Exhibit 99.1

 

PRESS RELEASEFOR IMMEDIATE RELEASE

Omaha, Nebraska

 

 

July 31, 2019

 

CONTACT:   Craig Allen

Chief Financial Officer

(800) 283-2357

 

America First Multifamily Investors, L.P. Extends Maturity of $50 Million Unsecured Line of Credit Commitment With Lead Participant, Bankers Trust Company

 

Omaha, Nebraska – On July 26, 2019, America First Multifamily Investors, L.P. (NASDAQ: ATAX) (the “Partnership”) entered into a Sixth Amendment to Credit Agreement (the “Sixth Amendment”) with Bankers Trust Company (“Bankers Trust”) which modifies certain provisions of the Credit Agreement entered into between the Partnership and Bankers Trust on May 14, 2015, as amended by the First Amendment to Credit Agreement dated January 7, 2016, the Second Amendment to Credit Agreement dated February 10, 2016, the Third Amendment to Credit Agreement dated November 10, 2016, the Fourth Amendment to Credit Agreement dated May 22, 2017, and the Fifth Amendment to Credit Agreement dated July 19, 2018.  The Sixth Amendment extends the maturity date of the Partnership’s $50 million unsecured, non-operating line of credit (“Non-operating LOC”) to June 30, 2021. The Partnership also entered into an updated Revolving Line of Credit Note that includes new terms regarding potential replacement of the LIBOR rate-based component of the interest rate.

 

“The extension of the maturity date of the Partnership’s $50 million Non-operating LOC continues to demonstrate Bankers Trust’s confidence in the Partnership’s performance,” said Chad Daffer, Chief Executive Officer of America First Multifamily Investors, L.P.  “Our focus has been on executing on the strategic initiatives of the Partnership and to renew and extend our debt maturities.”

 

Additionally, in separate agreements, Bankers Trust has extended the maturity date of the Partnership’s $10.0 million unsecured, operating line of credit (“Operating LOC”) to June 30, 2021.

 

About America First Multifamily Investors, L.P.

 

America First Multifamily Investors, L.P. was formed on April 2, 1998 under the Delaware Revised Uniform Limited Partnership Act for the primary purpose of acquiring, holding, selling and otherwise dealing with a portfolio of mortgage revenue bonds which have been issued to provide construction and/or permanent financing for affordable multifamily, student housing and commercial properties. The Partnership is pursuing a business strategy of acquiring additional mortgage revenue bonds and other investments on a leveraged basis.  The Partnership expects and believes the interest earned on these mortgage revenue bonds is excludable from gross income for federal income tax

 


 

purposes.  The Partnership seeks to achieve its investment growth strategy by investing in additional mortgage revenue.

 

Safe Harbor Statement

 

Information contained in this press release contains “forward-looking statements,” which are based on current expectations, forecasts and assumptions that involve risks and uncertainties that could cause actual outcomes and results to differ materially.
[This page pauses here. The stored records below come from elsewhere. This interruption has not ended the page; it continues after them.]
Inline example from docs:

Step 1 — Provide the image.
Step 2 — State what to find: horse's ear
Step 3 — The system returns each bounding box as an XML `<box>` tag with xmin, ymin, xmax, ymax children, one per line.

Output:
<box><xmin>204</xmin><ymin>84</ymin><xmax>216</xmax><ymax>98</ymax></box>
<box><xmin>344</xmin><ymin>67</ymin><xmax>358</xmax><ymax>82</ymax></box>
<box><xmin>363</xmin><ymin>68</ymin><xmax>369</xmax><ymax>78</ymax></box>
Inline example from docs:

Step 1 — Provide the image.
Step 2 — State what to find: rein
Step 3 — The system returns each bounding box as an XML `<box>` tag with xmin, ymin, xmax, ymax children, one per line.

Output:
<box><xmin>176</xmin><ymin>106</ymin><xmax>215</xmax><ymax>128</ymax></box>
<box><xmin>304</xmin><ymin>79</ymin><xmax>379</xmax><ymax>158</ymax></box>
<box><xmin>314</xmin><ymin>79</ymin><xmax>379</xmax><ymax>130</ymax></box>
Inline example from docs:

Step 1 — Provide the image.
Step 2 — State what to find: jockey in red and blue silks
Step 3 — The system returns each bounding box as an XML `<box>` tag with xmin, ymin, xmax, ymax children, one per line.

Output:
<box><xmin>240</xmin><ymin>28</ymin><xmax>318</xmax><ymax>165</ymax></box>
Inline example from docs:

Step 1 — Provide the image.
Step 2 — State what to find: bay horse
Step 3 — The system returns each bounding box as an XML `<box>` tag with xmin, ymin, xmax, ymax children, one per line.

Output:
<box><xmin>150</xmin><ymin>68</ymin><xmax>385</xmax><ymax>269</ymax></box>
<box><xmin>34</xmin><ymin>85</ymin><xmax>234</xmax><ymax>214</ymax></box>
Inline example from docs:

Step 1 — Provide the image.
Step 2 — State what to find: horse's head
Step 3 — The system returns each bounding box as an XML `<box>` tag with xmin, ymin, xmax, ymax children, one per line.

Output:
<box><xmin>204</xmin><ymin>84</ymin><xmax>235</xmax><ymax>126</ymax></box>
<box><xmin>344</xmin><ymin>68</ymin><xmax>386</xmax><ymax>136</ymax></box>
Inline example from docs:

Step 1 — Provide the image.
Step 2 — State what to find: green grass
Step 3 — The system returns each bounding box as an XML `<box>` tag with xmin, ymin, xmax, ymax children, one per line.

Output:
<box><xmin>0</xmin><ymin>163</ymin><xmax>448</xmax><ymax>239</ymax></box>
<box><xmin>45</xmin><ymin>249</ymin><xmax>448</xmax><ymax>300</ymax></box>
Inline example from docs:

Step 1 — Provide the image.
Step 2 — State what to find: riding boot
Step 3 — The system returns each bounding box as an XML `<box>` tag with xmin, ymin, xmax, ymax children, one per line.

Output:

These risks and uncertainties include, but are not limited to, risks involving current maturities of our financing arrangements and our ability to renew or refinance such maturities, fluctuations in short-term interest rates, collateral valuations, bond investment valuations and overall economic and credit market conditions. For a further list and description of such risks, see the reports and other filings made by the Partnership with the Securities and Exchange Commission, including its Annual Report on Form 10-K for the year ended December 31, 2018.  The Partnership disclaims any intention or obligation to update or revise any forward-looking statements, whether as a result of new information, future events or otherwise.